Unexpected behavior of Substring in C# [duplicate]

2020-08-09 08:28发布

问题:

The definition of Substring() method in .net System.String class is like this

public string Substring(int startIndex)

Where startIndex is "The zero-based starting character position of a substring in this instance" as per the method definition. If i understand it correctly, it means it will give me a part of the string, starting at the given zero-based index.

Now, if I have a string "ABC" and take substring with different indexes, I get following results.

var str = "ABC";
var chars = str.ToArray(); //returns 3 char 'A', 'B', 'C' as expected

var sub2 = str.Substring(2); //[1] returns "C" as expected
var sub3 = str.Substring(3); //[2] returns "" ...!!! Why no exception??
var sub4 = str.Substring(4); //[3] throws ArgumentOutOfRangeException as expected

Why it doesn't throw exception for case [2] ??
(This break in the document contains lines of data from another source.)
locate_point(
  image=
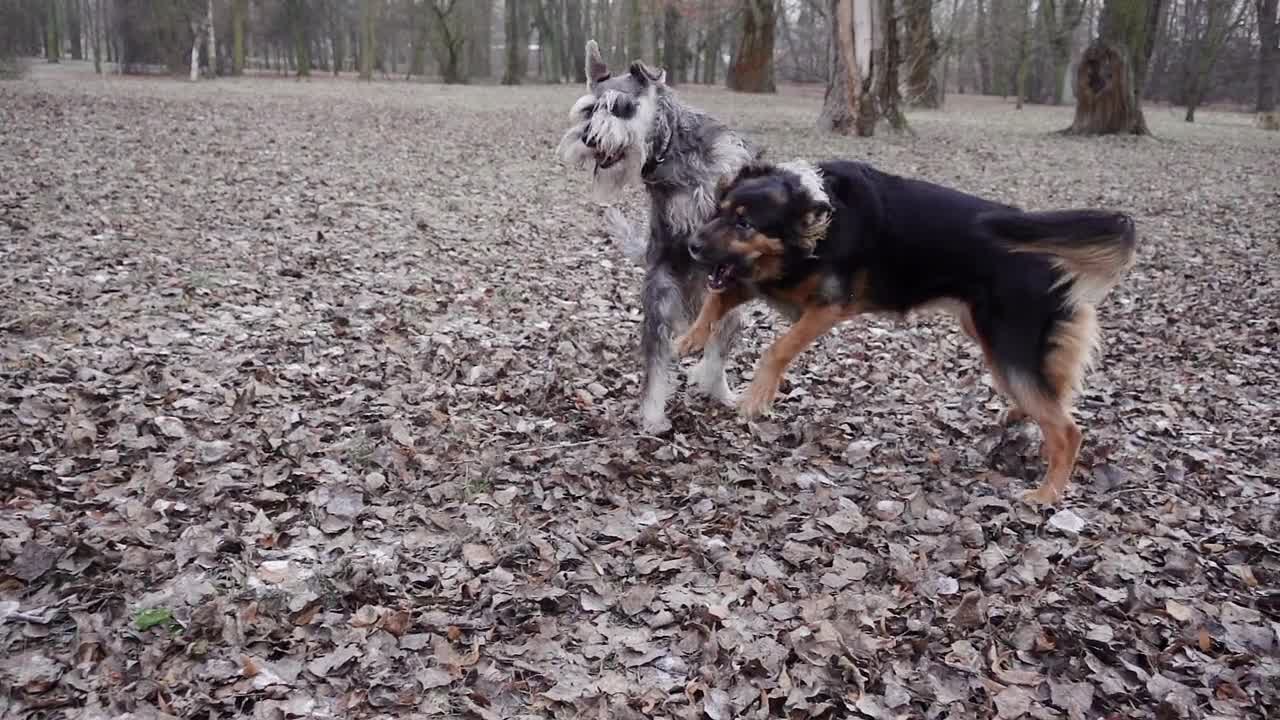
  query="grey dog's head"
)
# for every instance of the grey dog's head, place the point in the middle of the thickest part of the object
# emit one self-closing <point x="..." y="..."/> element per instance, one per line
<point x="613" y="123"/>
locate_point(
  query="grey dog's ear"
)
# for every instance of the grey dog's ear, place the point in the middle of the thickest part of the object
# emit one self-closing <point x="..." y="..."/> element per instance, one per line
<point x="595" y="68"/>
<point x="647" y="73"/>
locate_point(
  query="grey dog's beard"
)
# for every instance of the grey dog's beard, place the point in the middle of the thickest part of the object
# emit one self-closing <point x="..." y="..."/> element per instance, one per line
<point x="607" y="183"/>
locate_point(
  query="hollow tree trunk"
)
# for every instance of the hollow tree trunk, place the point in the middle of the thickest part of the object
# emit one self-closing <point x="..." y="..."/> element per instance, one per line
<point x="753" y="63"/>
<point x="1110" y="73"/>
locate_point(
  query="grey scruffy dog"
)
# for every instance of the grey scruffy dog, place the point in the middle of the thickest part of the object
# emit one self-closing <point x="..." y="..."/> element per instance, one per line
<point x="632" y="130"/>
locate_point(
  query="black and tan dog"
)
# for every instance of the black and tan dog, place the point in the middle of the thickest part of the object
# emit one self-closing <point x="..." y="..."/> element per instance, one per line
<point x="824" y="244"/>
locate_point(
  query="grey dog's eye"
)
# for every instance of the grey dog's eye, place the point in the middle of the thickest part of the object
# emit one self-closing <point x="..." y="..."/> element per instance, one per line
<point x="624" y="109"/>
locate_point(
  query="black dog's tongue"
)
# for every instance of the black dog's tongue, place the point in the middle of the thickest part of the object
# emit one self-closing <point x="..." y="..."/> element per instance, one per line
<point x="718" y="278"/>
The string has 3 characters, so indexes are [0, 1, 2], and even ToArray(), ToCharArray() method returns 3 characters as expected! Shouldn't it throw exception if I try to Substring() with starting index 3?

回答1:

The documentation is quite explicit about this being correct behaviour:

Return value: a string that is equivalent to the substring that begins at startIndex in this instance, or Empty if startIndex is equal to the length of this instance.

Throws ArgumentOutOfRangeException if startIndex is less than zero or *greater than the length of this instance. *

In other words, taking a substring starting just beyond the final character will give you an empty string.
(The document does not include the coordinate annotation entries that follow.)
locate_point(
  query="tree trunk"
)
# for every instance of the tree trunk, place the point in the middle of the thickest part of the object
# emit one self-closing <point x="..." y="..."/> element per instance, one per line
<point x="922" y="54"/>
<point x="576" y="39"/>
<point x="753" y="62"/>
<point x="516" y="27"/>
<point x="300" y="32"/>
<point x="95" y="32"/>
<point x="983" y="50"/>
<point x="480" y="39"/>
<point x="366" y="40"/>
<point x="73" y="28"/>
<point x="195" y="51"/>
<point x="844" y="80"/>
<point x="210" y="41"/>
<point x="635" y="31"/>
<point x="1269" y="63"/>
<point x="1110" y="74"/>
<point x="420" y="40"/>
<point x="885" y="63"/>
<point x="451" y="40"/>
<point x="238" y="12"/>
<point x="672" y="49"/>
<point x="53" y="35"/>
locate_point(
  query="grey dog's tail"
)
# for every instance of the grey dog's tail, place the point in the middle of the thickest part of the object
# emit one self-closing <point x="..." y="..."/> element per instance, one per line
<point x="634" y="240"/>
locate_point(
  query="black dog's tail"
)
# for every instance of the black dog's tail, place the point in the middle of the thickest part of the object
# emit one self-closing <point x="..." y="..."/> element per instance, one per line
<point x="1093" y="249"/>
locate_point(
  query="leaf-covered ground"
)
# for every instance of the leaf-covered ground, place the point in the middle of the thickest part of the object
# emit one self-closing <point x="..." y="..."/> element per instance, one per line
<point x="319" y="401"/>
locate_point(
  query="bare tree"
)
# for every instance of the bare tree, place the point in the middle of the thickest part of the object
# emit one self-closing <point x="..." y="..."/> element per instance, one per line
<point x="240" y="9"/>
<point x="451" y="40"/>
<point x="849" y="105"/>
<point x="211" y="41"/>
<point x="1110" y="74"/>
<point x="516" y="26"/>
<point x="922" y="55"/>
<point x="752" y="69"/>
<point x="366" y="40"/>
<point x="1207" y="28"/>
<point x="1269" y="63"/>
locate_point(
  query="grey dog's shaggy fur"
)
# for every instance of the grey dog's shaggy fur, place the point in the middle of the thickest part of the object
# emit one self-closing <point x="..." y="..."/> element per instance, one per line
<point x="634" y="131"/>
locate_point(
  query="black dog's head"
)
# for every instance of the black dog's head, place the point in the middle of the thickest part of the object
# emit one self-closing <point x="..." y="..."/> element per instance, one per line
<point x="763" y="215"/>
Your comment that you expected it to give you a part of the string is not incompatible with this. A "part of the string" includes the set of all substrings of zero length as well, as evidenced by the fact that s.substring(n, 0) will also give an empty string.



回答2:

There are lots of technical answers here saying how the framework handles the method call, but I'd like to give a reasoning by analogy for why it is like it is.

Consider the string as a fence where the fence panels themselves are the characters, held up with fence posts numbered as shown below:

0   1   2   3
| A | B | C |   "ABC"

0   1   2   3   4   5   6   7   8   9
| M | y |   | S | t | r | i | n | g |   "My String"

In this analogy, string.Substring(n) returns a string of panels starting with fencepost n. Notice that the last character of the string has a fence post after it. Calling the function with this fence post returns a value stating there are no fence panels after this point (ie. it returns the empty string).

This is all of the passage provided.